Consumers are spending more time on social networks than ever before. While it started as an avenue to engage with family and friends, social platforms have evolved to be the primary source of news, content, and shopping. In fact, a recent survey found that 70% of “shopping enthusiasts” use Instagram for product discovery, and 46% of consumers will purchase a product after seeing it first on Instagram.
Consumers are sharing their preferences, brand loyalty, and interests with their likes, shares, and clicks — which is leading to more investment and higher returns for brands in social.
With the changes in data collection driven by the loss of cookies and identifiers, many brands are reformulating their first-party data strategies. The simple method of collecting “all” data from your owned channels is no longer an option. With the increase in data privacy regulations and changes from tech platforms like Apple’s AppTrackingTransparency, brands need to find other alternatives to learn about their customers. In this new paradigm, social platforms offer a great opportunity.
Followers on social networks are voicing their opinions; publicly endorsing brands, content, and products; and openly sharing their personalities. This offers brands an opportunity to launch targeted initiatives that are designed to build a deeper relationship with customers and collect better first-party data. In addition, the opportunity to leverage the data in the public domain to build a better understanding of a brand’s audiences remains as relevant as ever.
Many say privacy changes are strengthening the relative power of the walled gardens and that other companies can’t depend on that data. What are your thoughts?
With regards to walled gardens, the biggest impact of data privacy regulation is on the sharing and selling of data between platforms and services. This has some impact but doesn’t dramatically shift the balance. However, these privacy changes, coupled with the loss of the third-party cookie and device identifiers, have shifted the balance in the favor of walled gardens for now.
Advertisers and publishers were able to freely target individuals across all platforms using the third-party cookie, which made their own data set a small part of a very big universe. For example, an ad for a red sweater could follow us around the web, across all types of platforms and websites. This was so simple that the ROI of having a unique first-party dataset was not immediately obvious, and many brands relied heavily on the shared understanding of the customer.
Going forward, the different data sets will play different roles in the advertising strategy. While it will be hard to walk away from large advertising platforms like Google, Facebook, and Amazon (which make up over 80% of most media budgets), brands will also have to invest more heavily in their own first-party data because the need to have their own understanding of the customer is essential to future growth.
With all the changes in data regulations and cookie activation, customer acquisition costs are climbing higher and higher, so priority and focus is shifting to retention over acquisition — making the brand’s own datasets more important and helping them build deeper and more meaningful relationships with their customers.

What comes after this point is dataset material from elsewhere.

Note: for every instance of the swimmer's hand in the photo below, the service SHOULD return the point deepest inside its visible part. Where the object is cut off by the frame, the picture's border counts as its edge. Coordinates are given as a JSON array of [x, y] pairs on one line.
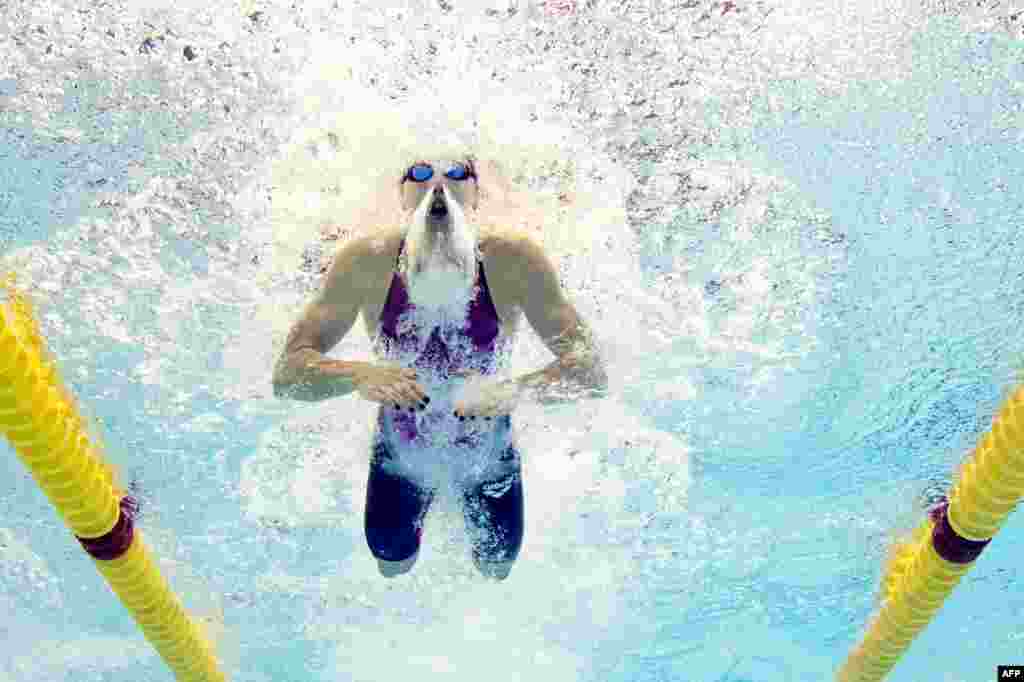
[[486, 396], [390, 384]]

How can CDPs help companies manage the data they get from social platforms?
The risk with any well-tooled marketing technology stack is data silos. Each tool or platform creates a profile about the customer based on the data it collects, leading to a fragmented view of the customer in each tool and creating a silo. Imagine a customer likes a red shirt on Instagram. Now, the only way to personalize the next email with an inclusion of a red shirt is to ensure the social platform is integrated with the email platform. If we then wanted to personalize the website on the next visit and show the red shirt, the CMS or personalization tool would also need to know about this preference, which would require yet another integration.

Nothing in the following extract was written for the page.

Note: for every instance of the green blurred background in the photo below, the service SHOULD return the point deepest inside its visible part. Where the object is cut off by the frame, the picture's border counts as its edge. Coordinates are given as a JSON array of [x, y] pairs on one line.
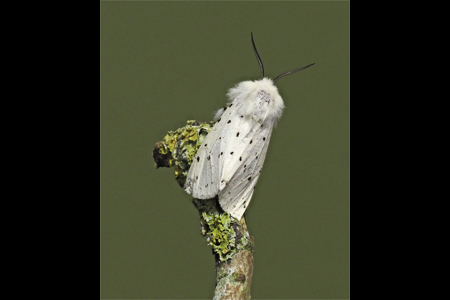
[[162, 63]]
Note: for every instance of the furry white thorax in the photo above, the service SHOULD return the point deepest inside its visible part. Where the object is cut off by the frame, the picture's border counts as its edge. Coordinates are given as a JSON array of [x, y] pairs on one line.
[[258, 100]]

If you extrapolate these integrations for several platforms — email, web, mobile, social, call center, point of sale — it would require an enormous integration effort that is expensive to maintain. As a result, most companies just integrate a couple of platforms and end up with a fragmented view of the customer’s data across all of their tools. This is where a customer data platform comes in.

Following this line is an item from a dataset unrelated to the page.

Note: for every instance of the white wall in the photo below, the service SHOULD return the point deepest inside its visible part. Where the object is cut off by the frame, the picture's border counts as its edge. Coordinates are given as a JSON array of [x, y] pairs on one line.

CDPs are designed to collect, organize, and distribute data. Their primary purpose is to connect to all types of data sources — digital, offline, paid media, cloud systems — and combine the data into a single customer profile, which is made available to every tool in the marketing stack. They are created with the goal of helping all the marketing platforms operate from a single source of truth with regards to the customer profile. The latest behaviors of the customer in any channel can be made available to all other channels in real-time.
So, when the customer likes the red shirt on Instagram, that action is added to their single unified profile and is available to every tool for personalization in real-time. Social platforms are not designed to integrate to several channels at the same time, but the data can be collected by CDPs and distributed to the platforms, making every action in social an attribute for real-time personalization and customer understanding.